Beschäftigte dürfen schon heute für zehn Tage mit der Arbeit aussetzen, wenn ein Pflegenotfall eintritt. Künftig sollten sie in dieser Zeit aber ein „Pflegeunterstützungsgeld“ in Höhe von 67 Prozent des wegfallenden Einkommens erhalten, berichtet die „Passauer Neue Presse“.

Laut „Kölner Stadt-Anzeiger“ soll sich die Leistung an der Höhe des Kinderkrankengeldes orientieren, das zurzeit 70 Prozent des Bruttogehalts beträgt.

„Die Angehörigen sind der größte Pflegedienst der Nation. Wir wollen sie in Zukunft besser unterstützen“, sagte die stellvertretende SPD-Fraktionsvorsitzende Carola Reimann der „Passauer Neuen Presse“. „Das ist eine wirklich lebensnahe Hilfe.“

Die Mehrkosten werden in der Koalition auf rund 100 Millionen Euro jährlich beziffert und sollen von der gesetzlichen Pflegeversicherung getragen werden.

Darüber hinaus soll es laut Reimann einen Rechtsanspruch auf eine Freistellung von sechs Monaten geben. Wer Angehörige pflegt, könne aber auch für 24 Monate die Arbeitszeit reduzieren, auf mindestens 15 Stunden. Diese Familienpflegezeit solle auch für die Pflege schwerkranker Kinder oder Schwerstkranker in Hospizen in Anspruch genommen werden können. Eine Lohnersatzleistung sei nicht vorgesehen.

Die Familienpflegezeit soll nach Informationen beider Blätter ausschließlich Beschäftigten in Betrieben mit mindestens 15 Mitarbeitern offenstehen.

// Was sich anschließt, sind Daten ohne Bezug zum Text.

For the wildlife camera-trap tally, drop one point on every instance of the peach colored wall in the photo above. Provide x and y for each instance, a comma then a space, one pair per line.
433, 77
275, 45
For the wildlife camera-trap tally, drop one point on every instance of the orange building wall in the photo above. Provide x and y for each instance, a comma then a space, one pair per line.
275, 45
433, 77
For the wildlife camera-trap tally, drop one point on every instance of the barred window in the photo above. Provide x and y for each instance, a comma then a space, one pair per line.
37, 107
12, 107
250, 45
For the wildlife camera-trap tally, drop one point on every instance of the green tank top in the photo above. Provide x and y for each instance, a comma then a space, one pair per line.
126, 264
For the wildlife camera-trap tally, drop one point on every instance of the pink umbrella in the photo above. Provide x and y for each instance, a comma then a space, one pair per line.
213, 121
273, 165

Um einen Teil des Lohnausfalls abzufangen, seien für Betroffene zinsgünstige Darlehen über das Bundesamt für Familie und zivilgesellschaftliche Aufgaben vorgesehen.

dpa 
dpa Deutsche Presse-Agentur GmbH / Nachrichtenagentur

Kommentare zu " Pläne von CDU und SPD: Bezahlte Auszeit für die Pflege Angehöriger"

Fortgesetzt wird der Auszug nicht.